WE'VE been lucky to have multiple responses after Looking Back reader Sally Smith asked for help in finding out more about this picture of a mass of searchlights in Weymouth bay.

Sally initially thought the photo was taken during the war but we've heard some different opinions on it. Here's what you told us.

Maurice Curtis of Weymouth said: "It was taken before the war. I was about seven-years-old. It was a searchlight tattoo and I think it was around 1937 or 1938. I don't know what it was in aid of but it might have been something to do with the Coronation. I remember seeing it at the time as a boy."

Maurice also remembers an aeroplane crashing on Weymouth seafront in 1937

"There was going to be a tidal wave at Weymouth and this plane was taking photos of it when it crashed into the sea. My father had pictures of it."

Maurice isn't sure whether there were any fatalities in the crash.

"I can't remember whether the pilot died or not, it was in all the papers."

Peter Price of Weymouth, however, thought the photo was taken in wartime in 1939 or 1940.
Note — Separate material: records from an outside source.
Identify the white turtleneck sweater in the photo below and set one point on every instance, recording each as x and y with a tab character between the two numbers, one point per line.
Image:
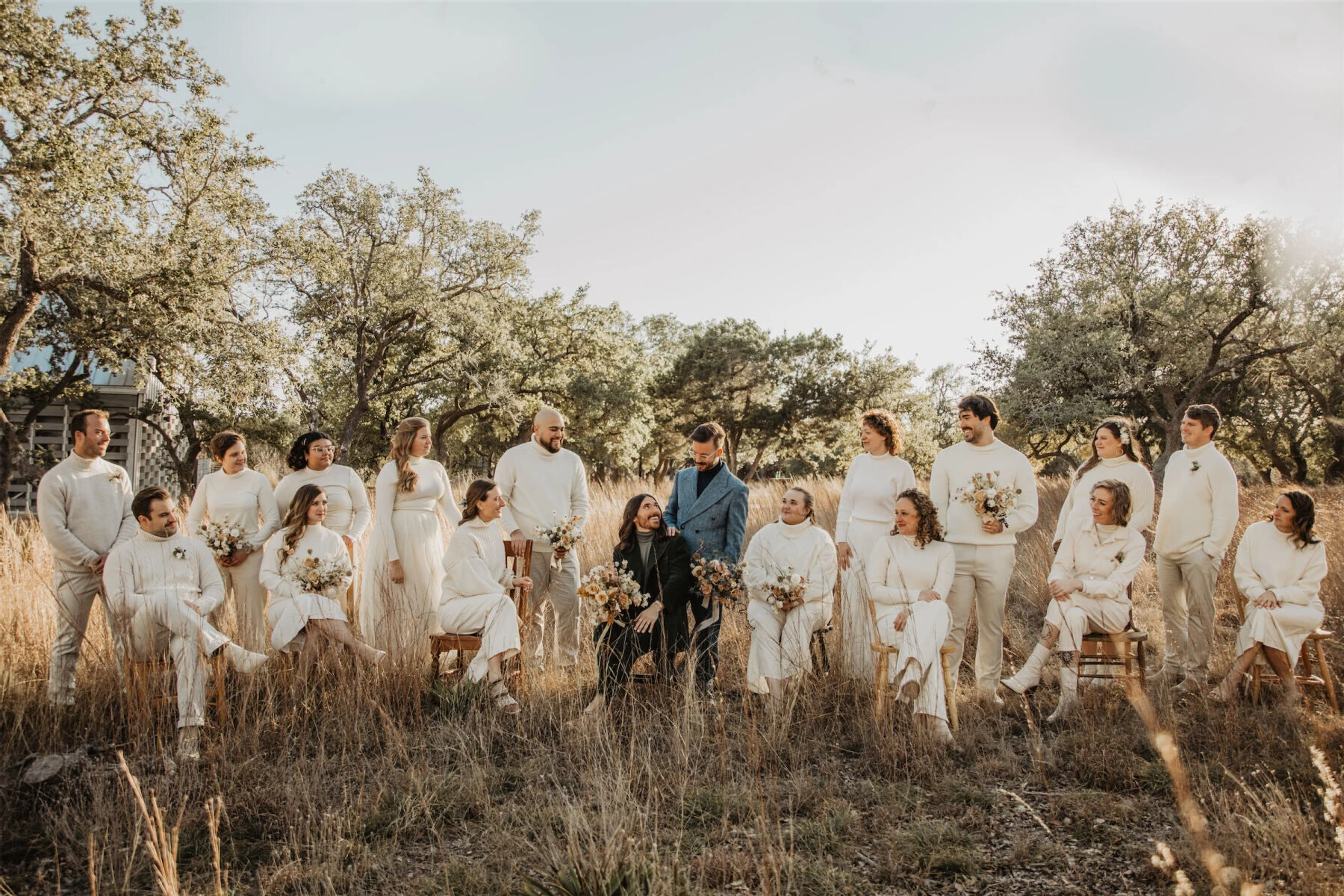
1272	561
349	511
898	570
541	489
803	547
84	508
1077	509
870	491
1199	504
151	564
242	499
475	563
952	470
433	492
He said: "They only had three guns at the beginning of the war. They put all those searchlights up when the enemy came as they didn't have many guns. The searchlights were there to protect us."

Roger Holehouse got in touch and told us: "The warship in silhouette against the searchlights would be one of the three surviving WW1 built Caledon class light cruisers (Caledon, Calypso, Caradoc) which would be consistent with a 1930s date.

"The preceding, and visually similar, Centaur class (Centaur, Concord) went to scrap in 1933 and 1935 respectively so probably not them. There are a couple of battleships/cruisers visible just beyond."

Thanks also to the Dorset Echo website online commenters who also thought the searchlights picture was from the 1930s - James Farquharson said it could have been from the festivities put on for the Duke of York opening the town bridge in Weymouth, while 'Now Long Gone' thought it could have been from one of the four reviews of the fleet during the 1930s. 'Weymouth Ex-pat' very kindly referred us to an article online from the Western Gazette which shows a different photo that is very similar.

The Gazette article is from November 1934 and shows the searchlight display from battleships in Weymouth Bay and searchlight practise by the Royal Engineers at Weymouth Nothe 'which attracted hundreds of sightseers, few of whom realised what is going on in the ships or at the Nothe to cast the great beams across the sky.'

Thanks to everyone who provided us with feedback.